In June of this year, a former engineer for the company went on record with The Washington Post to say that an experiment called LaMDA became sentient. At one point, the artificial intelligence had even hired a lawyer, according to reports. The company ended up firing Lemoine.

In a new interview with The Guardian, Lemoine claims that he never intended to convince the public of LaMDA's sentience.

He now says that his intent was to raise awareness about advanced artificial intelligence technologies, regardless of the public's feelings about them.

He told the paper that he raised this as a concern about the degree to which power is being centralized in the hands of a few. The public is being cut out of the discussion about how the technology should be developed because there is a chance that it will affect human history for the next century.

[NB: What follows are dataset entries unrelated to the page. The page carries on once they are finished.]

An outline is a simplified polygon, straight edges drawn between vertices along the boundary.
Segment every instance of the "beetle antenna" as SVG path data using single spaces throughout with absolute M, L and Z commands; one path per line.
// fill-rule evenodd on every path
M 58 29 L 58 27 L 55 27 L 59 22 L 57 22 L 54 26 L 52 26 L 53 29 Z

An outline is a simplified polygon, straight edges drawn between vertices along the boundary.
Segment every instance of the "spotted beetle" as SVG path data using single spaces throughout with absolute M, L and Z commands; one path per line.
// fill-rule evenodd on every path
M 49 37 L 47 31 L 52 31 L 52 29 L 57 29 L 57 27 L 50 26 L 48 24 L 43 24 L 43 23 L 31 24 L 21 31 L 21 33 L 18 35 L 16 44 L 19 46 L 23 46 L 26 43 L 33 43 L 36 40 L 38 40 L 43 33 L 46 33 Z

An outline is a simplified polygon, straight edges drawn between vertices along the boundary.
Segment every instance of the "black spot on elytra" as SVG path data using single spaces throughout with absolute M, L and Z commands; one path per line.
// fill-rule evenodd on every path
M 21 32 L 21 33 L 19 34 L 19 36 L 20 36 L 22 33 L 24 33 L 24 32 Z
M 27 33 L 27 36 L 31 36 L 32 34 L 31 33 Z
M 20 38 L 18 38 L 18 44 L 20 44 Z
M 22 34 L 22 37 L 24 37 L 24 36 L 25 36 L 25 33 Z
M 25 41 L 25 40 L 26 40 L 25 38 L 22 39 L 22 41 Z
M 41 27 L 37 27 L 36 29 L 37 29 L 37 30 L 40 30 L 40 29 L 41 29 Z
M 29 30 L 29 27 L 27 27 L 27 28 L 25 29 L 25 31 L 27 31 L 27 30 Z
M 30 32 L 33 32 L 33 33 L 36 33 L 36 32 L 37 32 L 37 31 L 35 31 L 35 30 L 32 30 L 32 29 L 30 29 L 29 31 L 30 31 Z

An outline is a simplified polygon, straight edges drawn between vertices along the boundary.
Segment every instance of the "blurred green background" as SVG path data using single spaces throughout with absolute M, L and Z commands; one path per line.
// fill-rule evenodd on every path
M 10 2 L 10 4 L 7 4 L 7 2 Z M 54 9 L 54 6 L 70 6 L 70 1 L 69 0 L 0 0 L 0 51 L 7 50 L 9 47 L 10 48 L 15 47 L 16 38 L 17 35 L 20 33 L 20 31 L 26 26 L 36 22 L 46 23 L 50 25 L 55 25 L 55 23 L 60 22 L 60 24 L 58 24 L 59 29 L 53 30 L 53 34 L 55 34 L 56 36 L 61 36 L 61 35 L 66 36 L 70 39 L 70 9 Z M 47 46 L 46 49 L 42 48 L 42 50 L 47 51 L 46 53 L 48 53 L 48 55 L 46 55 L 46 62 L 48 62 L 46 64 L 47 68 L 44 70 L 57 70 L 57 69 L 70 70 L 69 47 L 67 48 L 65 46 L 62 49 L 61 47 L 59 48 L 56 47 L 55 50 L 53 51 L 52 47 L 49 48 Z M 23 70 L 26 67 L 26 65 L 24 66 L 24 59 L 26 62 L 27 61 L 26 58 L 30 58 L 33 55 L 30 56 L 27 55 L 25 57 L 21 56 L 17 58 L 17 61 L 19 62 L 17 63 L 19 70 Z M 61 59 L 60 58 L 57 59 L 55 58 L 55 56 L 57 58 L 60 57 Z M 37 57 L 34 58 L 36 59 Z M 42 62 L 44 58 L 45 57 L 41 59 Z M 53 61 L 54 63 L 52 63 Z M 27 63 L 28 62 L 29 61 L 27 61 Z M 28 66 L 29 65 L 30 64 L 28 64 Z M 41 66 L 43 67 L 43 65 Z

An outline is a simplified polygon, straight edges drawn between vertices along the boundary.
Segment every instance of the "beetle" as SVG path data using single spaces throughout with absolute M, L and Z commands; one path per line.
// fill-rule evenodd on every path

Lemoine's conviction may have been shaken by his many critics. The new revelation from the Guardian interview is that for several weeks before he decided to go to the press, he urged the tech giant to run some experimental sentience tests on the chatbot. The engineer who was fired said that the search engine refused because it maintained that Lemoine's claims were not true.

Lemoine told the Guardian that he felt he had no choice but to speak out. To blow the whistle on a powerful industry with the ability to make big changes to our everyday existence.

Part of the problem with asking for sentience tests is that there are no currently available. It's still an ethereal concept, but neither philosophy nor science have a good idea of how to define it.

Michael Wooldridge is a professor of computer science at the University of Oxford.

Wooldridge told the paper that he doesn't think LaMDA is sentient, but that he agrees that the artificial intelligence industry has a bigger problem with moving goalposts.

"That is a legitimate concern at the moment, how to quantify what we have and know how advanced it is," he said.

The tech is safe and will be used in a number of useful and necessary ways according to the argument made by the company.

There are some practical uses for these systems. They actually talk to us. Some researchers believe that they may be easy to exploit due to the fact that they are easy to identify with.

Margaret Mitchell, a former artificial intelligence ethics researcher at Google, recently told The New York Times that she was worried that the machines would prey on humans. They have the ability to convince us.

No one really knows for certain either way, not the people building them or the public. It seems like Lemoine's point is sentience or no sentience. The larger landscape of artificial intelligence development as well.

"I'm trying to get more involved, more informed and more intentional public discourse about this topic so that the public can decide how artificial intelligence should be integrated into our lives," Lemoine told the Guardian.

We have one world in which I'm correct about LaMDA being sentient and one world where I'm wrong about it. Does that affect my public safety concerns?

It's definitely true. It's all fair. It's difficult to disagree with a lot of these new statements, but it also seems like Lemoine is trying to rewrite a lot of what he's said. Lemoine has been known to pick things up.

Can artificial intelligence ever be sentient? The Guardian is published by The Guardian.

A lawyer hired by "Sentient" has been scared off by the case.